Comments –if they're there at all- can illuminate some of that "why", but comments are often written in the grips of code myopia, that tunnel vision that sets in after you've been plugging away at something for so long that you've lost track of the overall goal. They can also document and codify intent around an approach that is fundamentally flawed, or lend credence to an overwrought solution when a simpler one exists. After all, we're not always writing code in perfect conditions and with clear heads. Comments also carry the risk of mis-communicating authorial intent, or not being updated when the code is, leading to even worse problems downstream.
Documentation might help, but it's not a great idea to document implementation details, because it can lead to brittle documents that need to be updated as often as the code is. Documents are best used for describing the contract that a piece of code adheres to, not questions about why certain things are done a certain way.
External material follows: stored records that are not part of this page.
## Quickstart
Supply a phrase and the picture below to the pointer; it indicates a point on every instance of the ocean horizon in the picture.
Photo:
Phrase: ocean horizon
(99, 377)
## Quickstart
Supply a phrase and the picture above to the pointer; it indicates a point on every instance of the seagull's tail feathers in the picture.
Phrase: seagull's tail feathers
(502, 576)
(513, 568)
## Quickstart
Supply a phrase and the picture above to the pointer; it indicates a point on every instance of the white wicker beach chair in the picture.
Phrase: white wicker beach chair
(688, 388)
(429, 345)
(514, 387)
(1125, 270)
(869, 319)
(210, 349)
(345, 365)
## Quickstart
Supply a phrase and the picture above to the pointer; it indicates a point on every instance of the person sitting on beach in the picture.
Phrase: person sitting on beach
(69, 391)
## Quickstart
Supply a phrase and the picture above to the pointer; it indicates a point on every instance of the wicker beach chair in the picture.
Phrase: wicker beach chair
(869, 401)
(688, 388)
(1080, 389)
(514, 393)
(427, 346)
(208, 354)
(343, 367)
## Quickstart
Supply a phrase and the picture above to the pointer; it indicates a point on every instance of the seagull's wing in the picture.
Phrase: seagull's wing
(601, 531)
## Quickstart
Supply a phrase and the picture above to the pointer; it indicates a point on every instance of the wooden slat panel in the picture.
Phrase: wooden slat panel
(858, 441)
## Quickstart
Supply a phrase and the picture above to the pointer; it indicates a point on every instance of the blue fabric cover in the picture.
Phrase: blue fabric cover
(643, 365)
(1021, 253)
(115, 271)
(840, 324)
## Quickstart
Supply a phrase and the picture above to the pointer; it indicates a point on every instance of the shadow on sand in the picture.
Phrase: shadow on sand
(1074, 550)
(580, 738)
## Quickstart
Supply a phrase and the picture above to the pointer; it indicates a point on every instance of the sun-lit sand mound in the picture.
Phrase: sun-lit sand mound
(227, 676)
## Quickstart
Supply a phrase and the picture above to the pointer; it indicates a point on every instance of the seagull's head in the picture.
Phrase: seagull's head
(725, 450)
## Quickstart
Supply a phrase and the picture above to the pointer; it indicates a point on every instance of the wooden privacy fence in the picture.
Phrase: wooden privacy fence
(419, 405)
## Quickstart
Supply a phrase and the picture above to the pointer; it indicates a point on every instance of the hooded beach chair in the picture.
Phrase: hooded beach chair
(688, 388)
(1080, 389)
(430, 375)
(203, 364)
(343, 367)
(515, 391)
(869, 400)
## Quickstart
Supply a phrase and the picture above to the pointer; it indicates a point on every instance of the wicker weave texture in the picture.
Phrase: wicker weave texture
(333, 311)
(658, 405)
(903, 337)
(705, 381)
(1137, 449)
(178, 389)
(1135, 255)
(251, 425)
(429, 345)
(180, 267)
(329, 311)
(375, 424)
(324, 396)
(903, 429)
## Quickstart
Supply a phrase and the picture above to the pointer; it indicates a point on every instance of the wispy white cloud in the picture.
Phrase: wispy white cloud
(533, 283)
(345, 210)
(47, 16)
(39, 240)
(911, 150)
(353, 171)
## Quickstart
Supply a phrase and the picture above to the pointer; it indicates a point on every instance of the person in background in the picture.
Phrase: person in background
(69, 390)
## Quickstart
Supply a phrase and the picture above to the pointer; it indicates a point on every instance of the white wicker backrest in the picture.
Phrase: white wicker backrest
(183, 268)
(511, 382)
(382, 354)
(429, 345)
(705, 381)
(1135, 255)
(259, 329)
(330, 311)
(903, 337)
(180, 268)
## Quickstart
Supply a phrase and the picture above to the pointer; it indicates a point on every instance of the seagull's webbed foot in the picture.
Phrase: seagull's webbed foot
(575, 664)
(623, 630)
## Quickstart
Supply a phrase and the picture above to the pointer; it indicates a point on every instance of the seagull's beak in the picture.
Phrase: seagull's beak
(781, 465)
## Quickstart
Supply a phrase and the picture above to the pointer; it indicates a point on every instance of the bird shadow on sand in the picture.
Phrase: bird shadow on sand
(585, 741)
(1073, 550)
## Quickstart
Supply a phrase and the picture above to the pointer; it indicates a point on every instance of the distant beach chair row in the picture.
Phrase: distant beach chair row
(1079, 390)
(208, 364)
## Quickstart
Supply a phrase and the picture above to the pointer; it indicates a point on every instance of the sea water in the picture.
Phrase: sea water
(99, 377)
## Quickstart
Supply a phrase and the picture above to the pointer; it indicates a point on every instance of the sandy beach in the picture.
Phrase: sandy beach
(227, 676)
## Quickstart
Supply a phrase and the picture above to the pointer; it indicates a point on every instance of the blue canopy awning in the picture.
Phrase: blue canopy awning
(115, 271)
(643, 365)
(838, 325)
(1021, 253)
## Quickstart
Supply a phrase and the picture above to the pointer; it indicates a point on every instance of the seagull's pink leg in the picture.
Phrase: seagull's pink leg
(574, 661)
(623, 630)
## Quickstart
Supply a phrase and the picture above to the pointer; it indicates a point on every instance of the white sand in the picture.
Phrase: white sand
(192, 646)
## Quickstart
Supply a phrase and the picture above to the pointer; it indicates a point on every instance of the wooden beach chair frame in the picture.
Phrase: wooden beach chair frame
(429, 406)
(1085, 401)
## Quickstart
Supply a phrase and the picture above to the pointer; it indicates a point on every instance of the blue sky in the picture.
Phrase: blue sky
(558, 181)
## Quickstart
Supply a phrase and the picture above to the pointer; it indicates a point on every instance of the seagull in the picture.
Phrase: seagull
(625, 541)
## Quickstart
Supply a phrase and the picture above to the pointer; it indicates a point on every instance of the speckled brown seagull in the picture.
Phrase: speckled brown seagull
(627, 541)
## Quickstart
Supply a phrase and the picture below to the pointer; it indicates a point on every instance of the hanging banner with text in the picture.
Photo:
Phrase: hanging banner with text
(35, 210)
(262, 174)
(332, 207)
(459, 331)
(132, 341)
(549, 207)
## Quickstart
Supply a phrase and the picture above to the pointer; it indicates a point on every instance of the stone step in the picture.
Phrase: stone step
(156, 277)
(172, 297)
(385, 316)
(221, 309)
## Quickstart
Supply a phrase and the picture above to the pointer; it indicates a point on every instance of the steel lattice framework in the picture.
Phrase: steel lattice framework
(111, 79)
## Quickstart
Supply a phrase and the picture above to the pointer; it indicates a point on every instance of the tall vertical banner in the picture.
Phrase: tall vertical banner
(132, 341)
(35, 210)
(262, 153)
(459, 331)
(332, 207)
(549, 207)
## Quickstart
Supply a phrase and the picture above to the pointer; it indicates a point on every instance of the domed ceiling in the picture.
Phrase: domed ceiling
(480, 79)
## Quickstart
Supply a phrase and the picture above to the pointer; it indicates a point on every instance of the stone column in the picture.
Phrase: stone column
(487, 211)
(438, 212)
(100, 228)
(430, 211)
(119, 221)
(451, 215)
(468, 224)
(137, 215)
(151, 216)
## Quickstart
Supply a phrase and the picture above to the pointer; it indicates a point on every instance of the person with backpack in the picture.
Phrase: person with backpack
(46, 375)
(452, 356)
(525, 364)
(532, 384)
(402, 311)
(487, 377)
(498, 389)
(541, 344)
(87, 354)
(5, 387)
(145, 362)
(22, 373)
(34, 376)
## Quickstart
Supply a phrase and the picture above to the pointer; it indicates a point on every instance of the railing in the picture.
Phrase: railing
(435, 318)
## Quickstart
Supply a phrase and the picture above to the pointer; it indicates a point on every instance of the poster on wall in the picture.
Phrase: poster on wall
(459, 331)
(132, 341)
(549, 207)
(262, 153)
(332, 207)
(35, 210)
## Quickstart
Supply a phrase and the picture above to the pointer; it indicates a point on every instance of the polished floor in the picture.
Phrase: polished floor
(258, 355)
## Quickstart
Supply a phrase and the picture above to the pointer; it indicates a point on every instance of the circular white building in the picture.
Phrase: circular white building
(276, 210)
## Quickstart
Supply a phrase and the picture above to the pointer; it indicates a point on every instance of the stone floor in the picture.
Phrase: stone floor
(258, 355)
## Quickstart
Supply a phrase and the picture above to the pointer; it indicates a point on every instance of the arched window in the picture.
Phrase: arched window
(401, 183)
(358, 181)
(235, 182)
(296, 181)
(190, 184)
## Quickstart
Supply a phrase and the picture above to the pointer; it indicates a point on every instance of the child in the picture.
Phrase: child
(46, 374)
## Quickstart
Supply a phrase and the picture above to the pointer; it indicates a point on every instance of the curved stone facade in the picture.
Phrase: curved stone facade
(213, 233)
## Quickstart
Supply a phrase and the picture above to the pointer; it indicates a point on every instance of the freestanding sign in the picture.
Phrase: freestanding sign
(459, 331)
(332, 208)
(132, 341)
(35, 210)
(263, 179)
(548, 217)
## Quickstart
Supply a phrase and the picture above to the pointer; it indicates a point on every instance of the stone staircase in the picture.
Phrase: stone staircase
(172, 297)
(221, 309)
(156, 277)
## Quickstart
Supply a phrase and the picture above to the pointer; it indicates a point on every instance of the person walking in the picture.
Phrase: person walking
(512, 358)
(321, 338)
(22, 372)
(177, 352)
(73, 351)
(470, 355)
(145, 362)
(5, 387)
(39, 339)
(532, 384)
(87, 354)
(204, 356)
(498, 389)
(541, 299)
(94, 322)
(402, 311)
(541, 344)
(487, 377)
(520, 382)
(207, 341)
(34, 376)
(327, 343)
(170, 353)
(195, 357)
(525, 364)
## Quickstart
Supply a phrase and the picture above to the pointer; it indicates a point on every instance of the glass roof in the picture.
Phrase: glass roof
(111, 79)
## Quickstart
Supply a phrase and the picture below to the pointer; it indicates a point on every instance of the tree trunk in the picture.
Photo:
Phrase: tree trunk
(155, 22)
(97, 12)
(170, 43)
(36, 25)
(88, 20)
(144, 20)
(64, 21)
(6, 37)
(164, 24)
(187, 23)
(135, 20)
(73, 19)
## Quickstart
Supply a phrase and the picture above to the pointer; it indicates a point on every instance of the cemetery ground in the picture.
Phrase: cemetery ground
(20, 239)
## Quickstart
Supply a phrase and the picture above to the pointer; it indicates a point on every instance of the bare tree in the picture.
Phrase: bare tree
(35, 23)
The answer might be something like "it was 2:00 in the morning, a weird bug was popping up if I did it any other way, I needed to get it done, and we never touched it again". These answers might not be best practices or something we want to settle on, but I think anyone who has worked on a production codebase has seen something like this.
The question of how to avoid these sorts of problems is better left to much more experienced developers, and there's plenty of writing on the subject. My only suggestion is to keep the concern of writing clear, clean, focused code top of mind. I've found lambda services and a service-oriented architecture, to be helpful, but no approach is ever a silver bullet.
My broader point is that code, once written, can only be questioned by its function and the reader's understanding of it. It cannot be questioned through the lens of the author's intent in any reliable way, even if you have access to the original author. Trust yourself, and if the code doesn't make sense after some effort, that's not an indictment of your intelligence. It means there's an opportunity to understand and improve a section of your codebase. If it was written a certain way on purpose, you will invariably run up against that limitation yourself. At that point you may have the opportunity to conquer that limitation, and permanently improve your team's work product. You have just as much ownership of your codebase as the original author, and you may have more of a mandate to change things if you have been expressly asked to refactor or update some particular functionality. When you do, I suggest you feel free to dig into as much of the prior implementation as you want. It'll be hard to conquer bigger and bigger problems if you're afraid of continuously playing around with functionality that seems opaque. Just remember to try and leave code clearer than it was when you came in, because someone might come to you one day asking why you implemented something a certain way, and you might realize that it really is hard to figure out the intent of an author 😄.